Could a new major league franchise work in Montreal? Even the Montreal Baseball Project’s study admits the conditions would have to be right. Strong ownership, a downtown stadium, and ticket prices at about the Major League average would all be needed—as would a contribution of over $300 million from various levels of government.
Which actually might not be impossible. The provincial government recently spent $200 million on a new hockey stadium for Quebec City in an attempt to attract the NHL back to the provincial capital (the municipal government of Quebec City contributed another $200 million). You can’t exaggerate the provincial government’s ability to show contempt for the city of Montreal, but even so it’d be difficult to justify supporting the Quebec City project without contributing to a Montreal stadium if and when a new team became a real possibility.

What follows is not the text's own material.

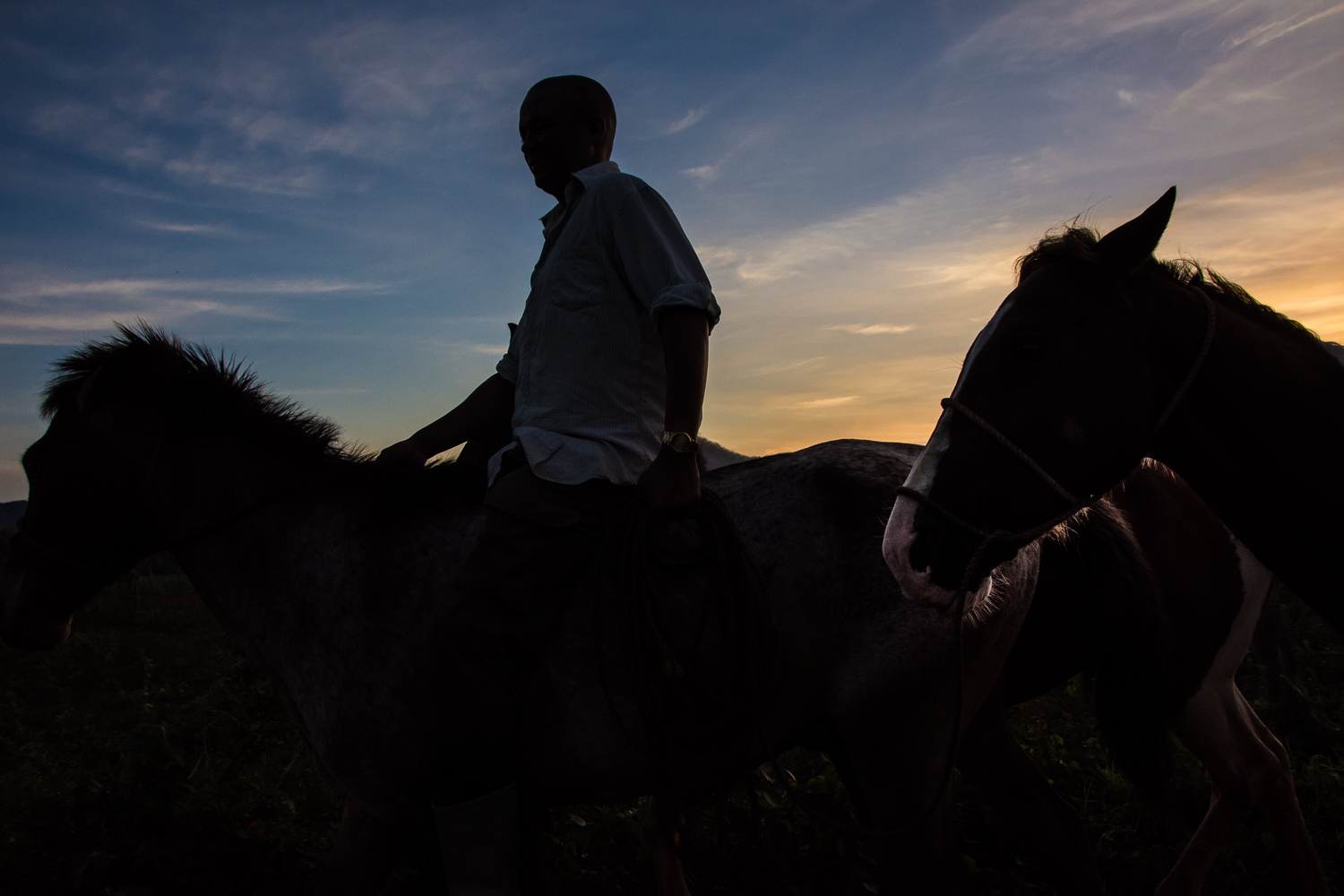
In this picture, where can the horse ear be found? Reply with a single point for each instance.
(1133, 242)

At which point the question becomes: how would Montrealers, and Quebecers, react to the government subsidising a new stadium? Tough to say; but polls show both residents and Montreal-area corporations are in favor of baseball returning to Montreal—one recent survey says 70 percent of people and 81 percent of businesses would like to see a team back in town. Other indications look good as well. The population of the Montreal area recently topped four million, up half a million or so from 2004. The economy is much stronger, notwithstanding a recent dip in the dollar. Baseball has a more forgiving playoff format, which might’ve helped some of the Expos teams of the 80s and early 90s. And, crucially, the Canadian broadcasting landscape has changed dramatically, with two different nationwide all-sports networks in both official languages. I can see a new team working out; I note that Minnesota, who 14 years ago was supposed to be contracted out of existence along with the Expos, is now doing fine.

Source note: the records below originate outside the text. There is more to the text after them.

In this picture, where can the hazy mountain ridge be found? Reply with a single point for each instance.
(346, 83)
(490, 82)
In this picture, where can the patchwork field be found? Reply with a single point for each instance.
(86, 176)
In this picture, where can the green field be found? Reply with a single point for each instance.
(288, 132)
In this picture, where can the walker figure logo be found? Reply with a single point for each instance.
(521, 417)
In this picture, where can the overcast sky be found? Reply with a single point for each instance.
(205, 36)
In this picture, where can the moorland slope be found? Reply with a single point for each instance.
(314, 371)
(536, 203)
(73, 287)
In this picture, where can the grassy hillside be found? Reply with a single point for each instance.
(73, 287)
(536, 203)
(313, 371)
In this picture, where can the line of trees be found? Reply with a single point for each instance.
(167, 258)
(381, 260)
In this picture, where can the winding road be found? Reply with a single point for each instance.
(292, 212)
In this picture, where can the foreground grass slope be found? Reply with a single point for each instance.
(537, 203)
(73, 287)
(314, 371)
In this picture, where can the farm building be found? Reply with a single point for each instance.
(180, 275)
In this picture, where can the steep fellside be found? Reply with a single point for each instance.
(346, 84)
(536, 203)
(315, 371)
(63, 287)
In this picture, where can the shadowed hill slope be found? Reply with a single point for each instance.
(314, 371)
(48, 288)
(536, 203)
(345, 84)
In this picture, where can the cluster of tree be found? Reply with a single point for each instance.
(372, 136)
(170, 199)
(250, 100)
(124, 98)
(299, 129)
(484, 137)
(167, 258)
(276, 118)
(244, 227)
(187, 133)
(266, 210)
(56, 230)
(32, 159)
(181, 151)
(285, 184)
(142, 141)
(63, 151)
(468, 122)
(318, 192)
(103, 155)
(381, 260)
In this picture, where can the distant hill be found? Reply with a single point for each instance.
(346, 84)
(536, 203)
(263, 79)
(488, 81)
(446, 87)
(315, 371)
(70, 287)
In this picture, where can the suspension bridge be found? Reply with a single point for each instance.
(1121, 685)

It has to be said, too, that Montreal has a long history with baseball. The Montreal Royals were founded in 1897, and one version of the team or another was in operation up through 1960. The top minor league affiliate team of the Brooklyn Dodgers from 1940 on, in 1946 they won the International League championship thanks in part to Dodgers’ prospect Jackie Robinson, who played his first MLB-affiliated baseball with the Royals. More than is commonly realized, baseball has been a part of the city’s culture for a long time.

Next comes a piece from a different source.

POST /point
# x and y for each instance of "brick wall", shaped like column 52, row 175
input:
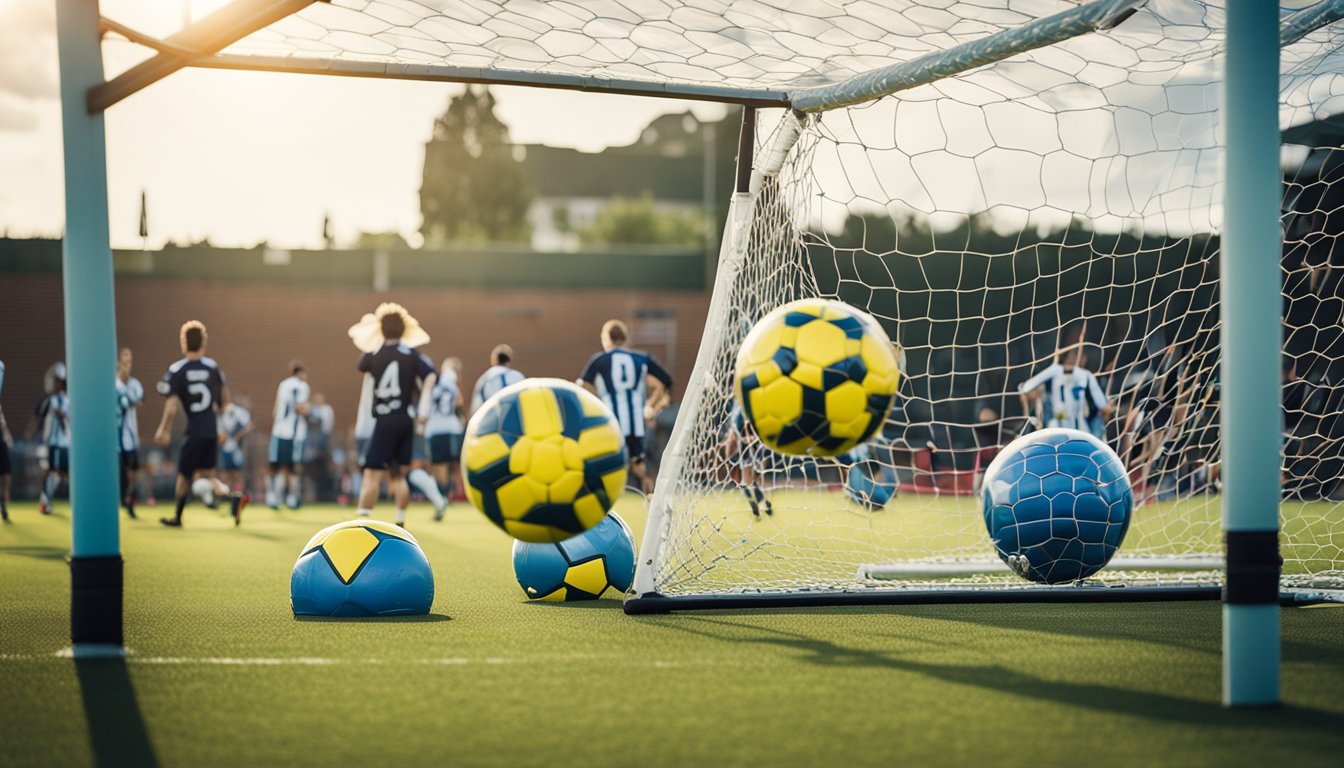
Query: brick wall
column 256, row 330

Realistically, it’ll be a long time before Major League Baseball returns to Montreal. The Expos’ move to Washington is the only franchise relocation in the past 40 years, so it’s unlikely the comparatively minor contretemps in Tampa or Oakland will result in a team changing cities. If baseball does return, expansion would be more likely, and that doesn’t seem an immediate possibility.
Still, I hope it happens. My grandparents followed the game when I was younger, and so I grew up a fan; I’d like to be able to take my nieces to a game in downtown Montreal to root for the home team. I don’t know if that’ll ever come to pass, and if it does it’s more likely to be with my nieces’ kids. But I miss the Expos, even if I don’t miss the people who run Major League Baseball.